There are new reports out circulating that Chinese firms are planning to slant drill off the Cuban coast near the Florida Straits, tapping into U.S. oil reserves that are estimated at 4.6 billion to 9.3 billion barrels. This compares with 4 billion to 10 billion barrels believed to be beneath the Alaska National Wildlife Refuge, where drilling is held up in Congress due to the objections of environmental groups which warn of endangering caribou. Permission to drill in the refuge, which experts are certain will not present any environmental hazard, has failed by just two votes in the Senate.

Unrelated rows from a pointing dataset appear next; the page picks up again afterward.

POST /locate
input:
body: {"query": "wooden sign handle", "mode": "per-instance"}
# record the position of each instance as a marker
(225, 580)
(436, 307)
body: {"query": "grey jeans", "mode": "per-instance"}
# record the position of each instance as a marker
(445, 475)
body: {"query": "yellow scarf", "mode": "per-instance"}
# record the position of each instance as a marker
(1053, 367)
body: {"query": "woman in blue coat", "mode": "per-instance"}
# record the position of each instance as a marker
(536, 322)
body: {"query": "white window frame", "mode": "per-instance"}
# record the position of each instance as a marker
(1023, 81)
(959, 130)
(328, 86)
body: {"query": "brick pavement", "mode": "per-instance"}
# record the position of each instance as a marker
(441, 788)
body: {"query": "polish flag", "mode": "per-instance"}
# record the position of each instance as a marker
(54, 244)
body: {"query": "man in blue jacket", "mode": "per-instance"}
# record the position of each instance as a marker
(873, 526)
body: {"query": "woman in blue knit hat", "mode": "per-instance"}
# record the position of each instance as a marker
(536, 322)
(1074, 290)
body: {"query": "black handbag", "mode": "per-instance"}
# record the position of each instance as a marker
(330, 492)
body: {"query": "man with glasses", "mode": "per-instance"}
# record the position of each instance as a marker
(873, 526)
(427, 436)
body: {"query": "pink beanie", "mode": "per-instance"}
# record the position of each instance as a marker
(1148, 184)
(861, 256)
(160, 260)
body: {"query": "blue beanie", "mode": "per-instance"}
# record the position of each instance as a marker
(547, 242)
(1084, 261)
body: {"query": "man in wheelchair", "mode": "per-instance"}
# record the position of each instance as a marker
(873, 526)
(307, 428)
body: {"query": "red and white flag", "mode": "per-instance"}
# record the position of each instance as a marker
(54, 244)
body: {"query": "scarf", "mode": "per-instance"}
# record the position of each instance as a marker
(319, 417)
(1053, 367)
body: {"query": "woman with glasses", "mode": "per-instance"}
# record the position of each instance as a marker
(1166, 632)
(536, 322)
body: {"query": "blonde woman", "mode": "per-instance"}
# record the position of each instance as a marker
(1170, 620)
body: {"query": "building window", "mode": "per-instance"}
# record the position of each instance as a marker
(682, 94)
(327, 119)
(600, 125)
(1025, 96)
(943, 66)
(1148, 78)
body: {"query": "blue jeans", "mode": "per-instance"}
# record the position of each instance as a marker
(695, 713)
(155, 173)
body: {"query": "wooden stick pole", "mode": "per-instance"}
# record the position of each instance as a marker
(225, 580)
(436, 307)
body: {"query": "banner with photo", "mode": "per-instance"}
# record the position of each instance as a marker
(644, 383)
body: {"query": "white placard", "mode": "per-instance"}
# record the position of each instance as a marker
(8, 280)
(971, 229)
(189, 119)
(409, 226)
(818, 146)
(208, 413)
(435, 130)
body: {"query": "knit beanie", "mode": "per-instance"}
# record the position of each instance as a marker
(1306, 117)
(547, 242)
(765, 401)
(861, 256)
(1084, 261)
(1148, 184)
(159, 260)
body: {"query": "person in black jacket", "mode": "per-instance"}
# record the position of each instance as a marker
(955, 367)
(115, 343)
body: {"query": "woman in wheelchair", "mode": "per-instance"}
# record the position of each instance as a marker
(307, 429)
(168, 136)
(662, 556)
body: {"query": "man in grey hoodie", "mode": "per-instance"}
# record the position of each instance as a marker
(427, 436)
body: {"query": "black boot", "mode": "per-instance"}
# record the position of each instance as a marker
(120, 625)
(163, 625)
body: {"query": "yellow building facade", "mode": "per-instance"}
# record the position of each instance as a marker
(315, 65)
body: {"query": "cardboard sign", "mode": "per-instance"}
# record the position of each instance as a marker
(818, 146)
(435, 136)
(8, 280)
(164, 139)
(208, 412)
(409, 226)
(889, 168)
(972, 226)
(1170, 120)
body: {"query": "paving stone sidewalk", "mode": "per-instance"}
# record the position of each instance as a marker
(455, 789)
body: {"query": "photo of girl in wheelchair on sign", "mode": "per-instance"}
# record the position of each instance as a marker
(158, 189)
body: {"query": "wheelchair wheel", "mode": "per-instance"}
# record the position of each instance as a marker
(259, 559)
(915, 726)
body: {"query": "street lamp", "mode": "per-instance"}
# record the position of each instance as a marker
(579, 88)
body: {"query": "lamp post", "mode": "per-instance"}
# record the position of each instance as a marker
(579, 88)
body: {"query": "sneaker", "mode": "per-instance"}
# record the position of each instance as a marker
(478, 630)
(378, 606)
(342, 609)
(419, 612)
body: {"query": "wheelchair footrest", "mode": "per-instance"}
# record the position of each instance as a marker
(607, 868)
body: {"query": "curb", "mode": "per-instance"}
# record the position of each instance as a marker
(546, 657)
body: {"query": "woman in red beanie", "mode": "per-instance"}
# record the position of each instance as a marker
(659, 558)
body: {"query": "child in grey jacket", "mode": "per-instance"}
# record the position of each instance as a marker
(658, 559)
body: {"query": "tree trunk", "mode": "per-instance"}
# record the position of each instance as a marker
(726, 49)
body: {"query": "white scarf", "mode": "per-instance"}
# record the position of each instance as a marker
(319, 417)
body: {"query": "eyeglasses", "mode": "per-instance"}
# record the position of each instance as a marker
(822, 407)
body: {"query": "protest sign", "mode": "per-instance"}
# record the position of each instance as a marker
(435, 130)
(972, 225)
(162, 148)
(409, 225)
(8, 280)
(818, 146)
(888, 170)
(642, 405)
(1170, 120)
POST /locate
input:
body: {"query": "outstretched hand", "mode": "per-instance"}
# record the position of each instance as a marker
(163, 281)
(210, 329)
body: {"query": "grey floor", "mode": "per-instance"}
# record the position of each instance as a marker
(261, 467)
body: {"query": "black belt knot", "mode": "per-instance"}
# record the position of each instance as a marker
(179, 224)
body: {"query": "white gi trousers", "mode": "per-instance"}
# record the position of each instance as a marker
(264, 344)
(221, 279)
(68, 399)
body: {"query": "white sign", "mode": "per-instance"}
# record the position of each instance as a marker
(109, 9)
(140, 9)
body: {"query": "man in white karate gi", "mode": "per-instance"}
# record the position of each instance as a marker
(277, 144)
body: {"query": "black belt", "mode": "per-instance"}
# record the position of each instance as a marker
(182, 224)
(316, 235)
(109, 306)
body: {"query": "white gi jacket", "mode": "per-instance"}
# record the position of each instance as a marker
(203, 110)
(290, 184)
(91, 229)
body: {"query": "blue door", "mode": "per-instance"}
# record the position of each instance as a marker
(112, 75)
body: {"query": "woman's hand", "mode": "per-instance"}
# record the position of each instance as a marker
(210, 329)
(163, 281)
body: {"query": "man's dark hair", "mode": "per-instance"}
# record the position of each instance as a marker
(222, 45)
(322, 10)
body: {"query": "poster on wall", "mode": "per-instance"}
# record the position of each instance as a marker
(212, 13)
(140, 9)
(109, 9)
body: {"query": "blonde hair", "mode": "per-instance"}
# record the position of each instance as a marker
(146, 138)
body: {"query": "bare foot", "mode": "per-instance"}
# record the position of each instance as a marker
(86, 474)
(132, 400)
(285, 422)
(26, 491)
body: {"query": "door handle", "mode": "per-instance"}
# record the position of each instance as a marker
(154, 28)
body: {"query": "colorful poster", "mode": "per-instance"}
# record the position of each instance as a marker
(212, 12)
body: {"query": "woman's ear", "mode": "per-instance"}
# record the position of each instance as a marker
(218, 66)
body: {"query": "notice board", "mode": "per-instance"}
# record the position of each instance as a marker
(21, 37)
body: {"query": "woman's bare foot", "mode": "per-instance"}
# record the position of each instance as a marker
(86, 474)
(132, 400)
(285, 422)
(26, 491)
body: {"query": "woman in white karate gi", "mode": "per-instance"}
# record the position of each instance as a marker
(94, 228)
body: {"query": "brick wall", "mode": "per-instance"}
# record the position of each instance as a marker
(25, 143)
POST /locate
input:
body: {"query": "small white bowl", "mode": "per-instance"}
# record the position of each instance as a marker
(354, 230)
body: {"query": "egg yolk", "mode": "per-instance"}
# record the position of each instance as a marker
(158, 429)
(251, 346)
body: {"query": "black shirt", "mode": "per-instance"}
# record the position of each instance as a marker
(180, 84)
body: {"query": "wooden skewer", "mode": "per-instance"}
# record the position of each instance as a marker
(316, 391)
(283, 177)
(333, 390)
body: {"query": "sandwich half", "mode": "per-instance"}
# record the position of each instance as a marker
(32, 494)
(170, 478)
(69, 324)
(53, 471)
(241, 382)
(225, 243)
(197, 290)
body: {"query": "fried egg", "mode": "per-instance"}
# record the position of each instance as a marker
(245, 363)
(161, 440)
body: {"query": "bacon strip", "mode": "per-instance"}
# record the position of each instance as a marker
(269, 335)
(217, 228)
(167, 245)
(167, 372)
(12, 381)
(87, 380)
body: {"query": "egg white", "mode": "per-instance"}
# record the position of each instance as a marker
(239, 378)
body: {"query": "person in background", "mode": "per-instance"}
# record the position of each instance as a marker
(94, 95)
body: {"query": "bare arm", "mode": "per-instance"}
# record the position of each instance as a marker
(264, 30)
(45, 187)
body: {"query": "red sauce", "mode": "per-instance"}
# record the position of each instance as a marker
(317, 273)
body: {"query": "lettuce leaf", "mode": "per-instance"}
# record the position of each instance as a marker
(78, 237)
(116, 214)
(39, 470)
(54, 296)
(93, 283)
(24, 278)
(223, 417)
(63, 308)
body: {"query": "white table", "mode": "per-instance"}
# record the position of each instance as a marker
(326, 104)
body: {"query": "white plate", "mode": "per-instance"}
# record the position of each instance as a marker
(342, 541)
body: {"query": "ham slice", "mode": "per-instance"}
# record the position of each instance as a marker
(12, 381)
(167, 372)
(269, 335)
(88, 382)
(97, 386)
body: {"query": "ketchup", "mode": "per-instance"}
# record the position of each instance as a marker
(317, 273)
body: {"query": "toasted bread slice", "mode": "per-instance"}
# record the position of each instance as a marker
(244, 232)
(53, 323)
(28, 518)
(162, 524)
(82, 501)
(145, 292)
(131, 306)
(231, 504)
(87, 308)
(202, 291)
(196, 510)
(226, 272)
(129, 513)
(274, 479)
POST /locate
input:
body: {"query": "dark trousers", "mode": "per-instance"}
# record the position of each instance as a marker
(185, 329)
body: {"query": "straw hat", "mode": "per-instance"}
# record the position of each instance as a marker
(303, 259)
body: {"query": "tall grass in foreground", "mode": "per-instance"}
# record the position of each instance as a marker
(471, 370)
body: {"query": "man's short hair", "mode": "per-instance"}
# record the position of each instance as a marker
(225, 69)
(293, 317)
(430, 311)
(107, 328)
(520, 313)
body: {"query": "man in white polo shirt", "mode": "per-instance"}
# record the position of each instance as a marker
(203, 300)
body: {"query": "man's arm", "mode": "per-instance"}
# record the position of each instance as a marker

As Chinese business increases its reach around the world, it is seeking oil, which it lacks domestically.

After elections in Mexico in early July, when a new regime hostile to Washington is expected to take power, the United States might be without supplies of Mexican crude oil. The United States gets about 40 percent of its imported oil from Mexico and Venezuela.

China is eager to tap into oil reserves in the Florida Straits and then make a deal with Castro to control it. The Chinese have already reopened an abandoned Russian oil refinery in Cuba. Much of the gas refined there is believed to be destined for Freeport in the Bahamas, where the Chinese, through front company Hutchison-Whampoa, has developed a massive port facility and airfield.

With the refinery reopened and expanded it will also meet the needs of Castro.

Sen. Larry Craig (R-Idaho) has introduced legislation to ease U.S. restrictions that prevent dealing with Cuba to drill in the Florida Straits. It is hoped that Florida regulations that prevent U.S. oil drilling off the state’s coasts could also be eased.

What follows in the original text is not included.